La ciudad es controlada por la mafia y eso se respira en las calles. Y a veces

ese olor es el de la basura agolpada e incendidada.

En junio del 2011, un gallito entre la alcaldía y la camorra, la mafia local,

dejó a la ciudad por semanas tapizada en basura. La camorra, que controlaba

las empresas de recolección de desperdicios, para mostrarle al recientemente

electo alcalde quién mandaba, no recogió los desperdicios y las bolsas se

amontonaron en las calles. No está claro si fueron los vecinos tratando de

controlar los olores o la misma mafia empeorando la situación, pero la basura

comenzó a ser incendiada. La noche de Nápoles se iluminaba con pañales

ardiendo. Como la Roma de Nerón, pero sin ningún emperador de espectador.

Camorra Fútbol Club

Aunque el Napoli FC sea la alegría local, el club no es inmune a las rabietas

de la camorra. Apenas en diciembre del pasado año, varios jugadores sufrieron

robos y escarmientos. Edison Cavani sufrió el robo de su casa, asaltaron a la

novia del argentino Ezequiel Lavezzi y a la esposa del eslovaco Marek Hamsik

le robaron su auto.

A Salvatore Arónica, defensa del equipo, lo asaltaron a punta de pistola y

obligaron a entregar su vehíc**o. Pero quizás la peor historia se la lleve el

apoderado de Cavani, Claudio Anellucci. Su auto fue interceptado por una

scooter con dos hombres abordo, uno de los cuales rompió el vidrio del

copiloto con la culata de su revólver y encañonó el vientre de su esposa

embarazada.

La ola de ataques al Napoli FC se debería a que su presidente, Aurelio De

Laurentiis, le cagó el negocio a la camorra en la reventa de entradas al

vender estas por internet.

El vínculo entre el club napolitano y la mafia local podría ser más fuerte.

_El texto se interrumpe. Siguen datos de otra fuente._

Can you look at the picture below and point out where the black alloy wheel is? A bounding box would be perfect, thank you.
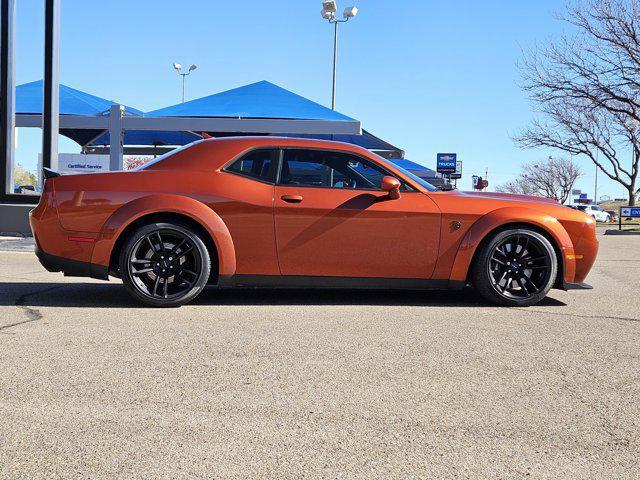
[120,223,211,307]
[473,229,558,306]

El delantero argentino Ezequiel Lavezzi ha reconocido que se relacionaba con

Antonio Lo Russo, hijo del jefe Salvatore, mandamás del clan del mismo nombre,

pero que no sabía que era mafioso. “Yo lo conocía como uno de los capos de los

barrabrava del Napoli, vino incluso algunas veces a mi casa, no me pareció

nada extraño porque también en Argentina resulta habitual que los jugadores

traten con estos personajes”, declaró Lavezzi.

“Antonio se activó para impedir que el Nápoli me vendiese, ya que habían

comenzado a circular noticias sobre mi inminente transferencia”, recordó el

delantero argentino cuando fue interrogado por la fiscalía napolitana.

Asesinatos en la calle

La policía napolitana, desesperada por no encontrar pistas, hace público el

video. Un hombre llega a un local, se da unas vueltas, y ejecuta con un

disparo en la nuca a un hombre que fumaba afuera. Lo remata de un tiro en el

suelo. El cadáver queda ahí en la vereda, pero la gente le hace el quite.

No fue un caso aislado. Petru Birlandeanedu paseaba por el centro de la

ciudad con su esposa cuando se vio en medio de un tiroteo entre bandas

rivales. Herido, buscó ayuda en el metro. La gente huyó. Finalmente su esposa

se queda sola, llorando sobre su cuerpo, pidiendo ayuda.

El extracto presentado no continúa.